閃光の如く葬られていく、最強種のはずのキメラたち。鬼の遺伝子を大量に組み込んだのに、どうしてこうもたやすく切られていくのか。鬼の遺伝子を組み込んだのに!
「グゲギャアアア!!」
「そうだ! やってしまえ! ……ひぅ!?」
拳を振るい喉を荒げて叫ぶガリウスは、気付く。
アレが、光の神子などではないことに。
鋭い金の眼光、おどろおどろしい黒の二本角、そして、体を纏う赤のオーラ。
「ま、まさか……妖鬼……!? 何故だ! 何故裏切った!!」
いや、違う。
本能が、魂がそれは違うと叫んでいた。中盤で待機させていたあの妖鬼は、ここまでの速度で動いたりはできない。いくら鬼族のストレングスでも、キメラを一刀両断することなど出来やしない。
そして、奴は丸腰にしておいたはずだ。
なのに何故、そんな神速で武器を振るう。なんだ、なんだその強さは。
襲いかかっては一撃で殺されていくキメラ。その一体一体に目もくれず次から次へと黒豹のように標的を変え、得物を振るいその鬼はどんどんとこちらへ向かってくる。
「あ……あぁ……!」
何秒とたたずに、すべてのキメラが葬りさられた。
どうしてだ。どうしてこんなことに。
ふるえる手のひらには、自らを鬼化して肉体進化を遂げさせる薬が一個。
もう迷っている暇はない。さもなければ殺されてしまう!
一気にその錠剤を口に含み、かみ砕く。
力が沸いてくる。今ならこのポッドすら拳一発で粉砕できそうなくらいに。
鬼化。それは、鬼神の如き力を与える魔の薬だった。
「おい……!」
「な、なんだ!!」
ぐるぐると片手でその獲物を回転させながら、その赤いオーラを立ち上らせる魔人は呟く。
「言ってみろよ……」
「な、なにがひゃ!?」
金の瞳にかかる威圧は、もはや四天王と同等かそれ以上に重く鋭かった。ビリビリと空気を裂きそうなプレッシャーに、ガリウスの歯はがちがちとがなりたてる。
「俺の名をよぉ……!!」
「ひぁっ……! し、しらない!」
瞬間だった、低く構えたその魔人は、残像さえ残しそうな速度でガリウスへと突貫した。赤いオーラを纏ったそれはまるで、紅の稲妻。

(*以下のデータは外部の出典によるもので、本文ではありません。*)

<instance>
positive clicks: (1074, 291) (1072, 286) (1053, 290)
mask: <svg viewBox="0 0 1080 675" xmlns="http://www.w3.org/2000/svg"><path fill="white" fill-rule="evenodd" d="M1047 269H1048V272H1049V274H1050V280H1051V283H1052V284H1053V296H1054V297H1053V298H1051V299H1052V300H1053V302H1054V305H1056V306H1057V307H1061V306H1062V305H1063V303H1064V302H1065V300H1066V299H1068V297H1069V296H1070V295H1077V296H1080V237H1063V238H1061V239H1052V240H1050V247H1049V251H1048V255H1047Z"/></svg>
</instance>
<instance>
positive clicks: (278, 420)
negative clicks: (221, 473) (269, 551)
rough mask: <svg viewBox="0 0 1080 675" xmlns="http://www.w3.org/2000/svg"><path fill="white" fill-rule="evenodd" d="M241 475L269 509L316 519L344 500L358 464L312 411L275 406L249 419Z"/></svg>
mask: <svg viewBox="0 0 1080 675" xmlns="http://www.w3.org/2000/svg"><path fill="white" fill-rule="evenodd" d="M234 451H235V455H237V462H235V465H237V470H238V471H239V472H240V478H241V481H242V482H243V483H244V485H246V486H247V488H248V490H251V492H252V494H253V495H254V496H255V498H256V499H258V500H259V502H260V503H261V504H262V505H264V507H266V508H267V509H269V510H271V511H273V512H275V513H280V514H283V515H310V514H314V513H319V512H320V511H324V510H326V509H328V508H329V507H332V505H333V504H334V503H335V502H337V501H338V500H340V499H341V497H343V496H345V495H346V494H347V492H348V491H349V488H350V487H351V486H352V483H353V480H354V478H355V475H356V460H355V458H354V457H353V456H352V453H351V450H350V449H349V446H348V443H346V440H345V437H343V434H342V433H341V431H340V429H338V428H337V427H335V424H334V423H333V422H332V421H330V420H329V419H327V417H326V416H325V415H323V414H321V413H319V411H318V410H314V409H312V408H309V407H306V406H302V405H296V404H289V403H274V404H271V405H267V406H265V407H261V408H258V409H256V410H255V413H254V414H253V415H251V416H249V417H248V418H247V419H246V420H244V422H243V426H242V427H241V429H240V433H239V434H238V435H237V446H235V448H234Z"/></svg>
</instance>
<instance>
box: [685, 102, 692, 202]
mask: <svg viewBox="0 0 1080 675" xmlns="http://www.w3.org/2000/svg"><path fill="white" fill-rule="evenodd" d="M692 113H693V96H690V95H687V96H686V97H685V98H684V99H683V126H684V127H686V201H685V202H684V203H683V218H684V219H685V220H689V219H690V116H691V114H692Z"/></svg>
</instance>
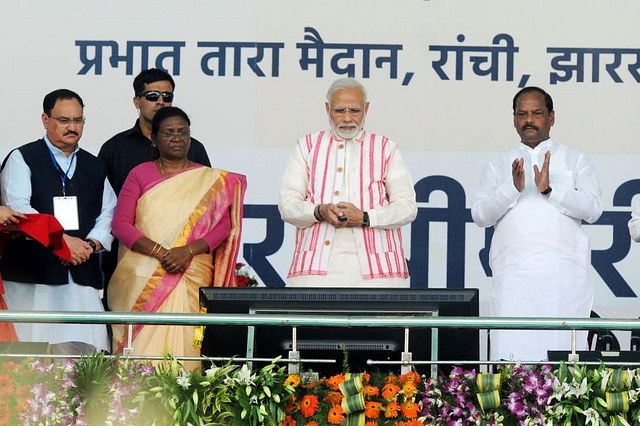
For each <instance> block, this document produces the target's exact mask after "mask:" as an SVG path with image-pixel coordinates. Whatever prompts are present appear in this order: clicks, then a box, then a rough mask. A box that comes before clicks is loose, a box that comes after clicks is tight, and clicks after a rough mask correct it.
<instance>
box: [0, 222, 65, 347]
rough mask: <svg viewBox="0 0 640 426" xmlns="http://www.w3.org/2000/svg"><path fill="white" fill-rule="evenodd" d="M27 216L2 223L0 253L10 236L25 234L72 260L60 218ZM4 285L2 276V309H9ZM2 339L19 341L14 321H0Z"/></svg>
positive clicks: (5, 309) (43, 245)
mask: <svg viewBox="0 0 640 426" xmlns="http://www.w3.org/2000/svg"><path fill="white" fill-rule="evenodd" d="M26 216H27V218H26V219H23V220H21V221H20V223H18V224H13V223H12V224H9V225H7V226H4V225H3V224H0V254H2V252H3V251H4V247H5V245H6V244H7V241H8V240H9V238H11V237H12V236H15V235H24V236H27V237H29V238H32V239H34V240H35V241H38V242H39V243H41V244H42V245H43V246H45V247H51V250H52V251H53V253H54V254H55V255H56V256H58V257H59V258H60V259H62V260H66V261H67V262H69V261H71V252H70V251H69V247H68V246H67V243H66V242H65V241H64V238H63V237H62V234H63V233H64V229H63V228H62V225H60V222H58V220H57V219H56V218H55V217H54V216H52V215H49V214H27V215H26ZM3 294H4V286H3V285H2V276H0V310H7V304H6V303H5V301H4V297H3V296H2V295H3ZM0 341H5V342H6V341H10V342H17V341H18V335H17V334H16V330H15V328H14V327H13V324H12V323H9V322H0Z"/></svg>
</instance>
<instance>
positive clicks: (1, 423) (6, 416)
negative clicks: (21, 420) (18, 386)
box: [0, 407, 14, 425]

いや、負けるわけにはいかない。こちらも鬼化を使い、すべてのパラメータが底上げされているのだ。
見極めろ、あの武器の軌跡を。
そして殺せ、その拳で。
しかし鬼化したガリウスの予想以上に目の前の妖鬼は素早かった。
いつの間にか眼前。
恐ろしくギラリと輝くその瞳と、
振りかぶるその得物にようやく目が行った。
「え、それ鬼殺s」
その大斧に叩き斬られる瞬間に、ガリウスは己の敗北を知った。
「……俺の名前……お前も知らないのか」
そんな声が、最期に聞こえた気がした。